I own, that the judgments given in the cases of Duntreath, and other cases relative to entails, appear to me to shock every principle of common sense. In this country also, a mode was devised by the judges, of getting rid of entails by petitions, recoveries, &c. It would have been more principled and wholesome, if the judges in both countries had applied to the Legislature, when they deemed the law required amendment, than thus to have repealed it by judgments in Courts. It is too late now to enter into those cases; the security of much landed property must necessarily lead your Lordships to act on the principles recognised by the Courts, and repeatedly adjudged in your Lordships’ House.

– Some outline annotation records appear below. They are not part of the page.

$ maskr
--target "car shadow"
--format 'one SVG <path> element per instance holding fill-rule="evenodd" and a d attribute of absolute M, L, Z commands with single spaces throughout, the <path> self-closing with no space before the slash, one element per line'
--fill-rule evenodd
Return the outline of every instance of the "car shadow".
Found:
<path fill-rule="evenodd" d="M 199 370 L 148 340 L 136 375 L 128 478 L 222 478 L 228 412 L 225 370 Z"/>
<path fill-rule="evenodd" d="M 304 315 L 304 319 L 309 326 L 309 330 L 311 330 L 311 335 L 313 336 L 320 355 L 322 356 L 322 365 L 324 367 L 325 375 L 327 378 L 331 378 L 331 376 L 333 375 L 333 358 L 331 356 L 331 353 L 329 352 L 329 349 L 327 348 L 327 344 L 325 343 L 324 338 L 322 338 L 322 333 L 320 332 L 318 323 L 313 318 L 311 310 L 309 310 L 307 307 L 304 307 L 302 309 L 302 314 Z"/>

The question at present before your Lordships distinctly comes to this point; Is this entail so conceived, that the right of the heir shall immediately resolve on his selling the estate? Looking at the deed, no person can say that he does not, in his conscience, believe that a sale was intended to be excluded in the resolutive clause; but the purpose has been rendered of no effect, by cramming the clause with a long string of unnecessary words, and entering into a detail, where every thing meant was not specially mentioned.
If the resolutive clause had stopped in its enumeration, after the words, “Contravene and incur the said clauses, irritant, or any of them,” there would have been no doubt in the present case. But it goes on to specify, by doing any of the following acts, relative to the name, arms, marrying certain persons, or not accepting the benefit
of the entail; it then changes the phrase, or “who shall break or innovate,” &c.; or do any act or deed by which the estate may be evicted or affected, &c.
It may seem odd to make it a question, Whether selling an estate be an act by which it is evicted or affected; yet, in terms of the decided cases, which I have alluded to, and even according to the grammatical construction of the present instrument, the question must be answered in the negative. The prohibitive clause here treats the words, breaking the entail, and affecting the estates as different and distinct from selling and disponing it. When these words, break and affect, occur again in the resolutive clause, we must take them in the same way as in the prohibitive clause.
But the matter does not rest here. According to the decided cases, you cannot express or include a sale by these words. We are therefore reduced to this, that while we have a full conviction in our mind, that the granter of the deed meant to prevent a sale, yet we cannot act upon this; because the Court of Session has, with your consent, perhaps with your Lordships’ directions, decided many cases another way. And the security of real estates in Scotland would be cut down, if you were now to refuse to adopt the doctrine, that a resolutive clause is not good on such general words.
Therefore, when I move your Lordships to affirm the interlocutors complained of, I shall give my vote as not content, protesting that, as a judge, I never could have concurred in the former decisions originally when they were pronounced.
It was accordingly
Ordered and adjudged that the interlocutors complained of be, and the same are hereby affirmed.
Counsel: For the Appellants, R. Dundas, W. Grant.
For Respondents, W. Adam, John Clerk, Wm. Clark.